A new world is being born, while the empire declines

Finally, the former IMF chief and NDB founder Paulo Nogueira Batista Jr. focused on the significance of these discussions in the historical juncture. The growing enthusiasm and efforts for a new financial architecture happens at a time of great uncertainty, one in which the global hegemon the United States is facing a major crisis, exacerbated by the far-right, billionaire president, Donald Trump. Though, he says, “The country has been in a state of cultural, sociological and political decay for decades, Trump is just an acute symptom and has shown that this decay was greater than imagined.”

The economic and political turbulence of the last two weeks, with the threats of reciprocal tariffs against historic allies and key trading partners of the United States, has put an uncertain world in an acute state of instability.
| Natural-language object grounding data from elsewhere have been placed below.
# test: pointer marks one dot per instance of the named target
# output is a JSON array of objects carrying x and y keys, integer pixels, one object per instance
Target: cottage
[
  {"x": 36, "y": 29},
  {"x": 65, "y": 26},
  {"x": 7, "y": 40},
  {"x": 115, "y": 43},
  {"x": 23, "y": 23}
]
He declared, “IMF is a discredited system..the WTO, in short, practically no longer exists. There is no longer any confidence in the dollar, especially after the confiscations following the start of the war in Ukraine.”

Nogueira Batista Jr.’s assessment of what comes after the infamous Bretton Woods institutions, echoed other speakers but cautioned that the transition is a long and arduous process. “Where can this new financial architecture come from? From Russia, China and BRICS, which has Russia and China together.” Yet, “what the BRICS has done in this sense is just some arrangements, but still based on old central banks and institutions, which are bankrupt.” He emphasized, “A new financial architecture will not come from the BRICS in the short term. Russia has made demonstrations that are also proving to be good, but China is the one that is slowly, quietly changing this architecture.”

He reminded that despite the fact that the process advances slowly, “De-dollarization is already underway, we know that transfers in countries are being made in national currencies, Russia and China, India and China are almost all doing it this way. Even the function of providing support to other countries is no longer that of the IMF, the Bank of China is already doing it, either in China's currency or in dollars.” This is already an important advancement, he said.

The panel’s moderator, Indian economist Subin Dennis, reminded participants that the aspiration and need of nations of the Global South to counter the US-dominated financial system is a historic one, and while much work remains, this possibility looks closer than it ever has.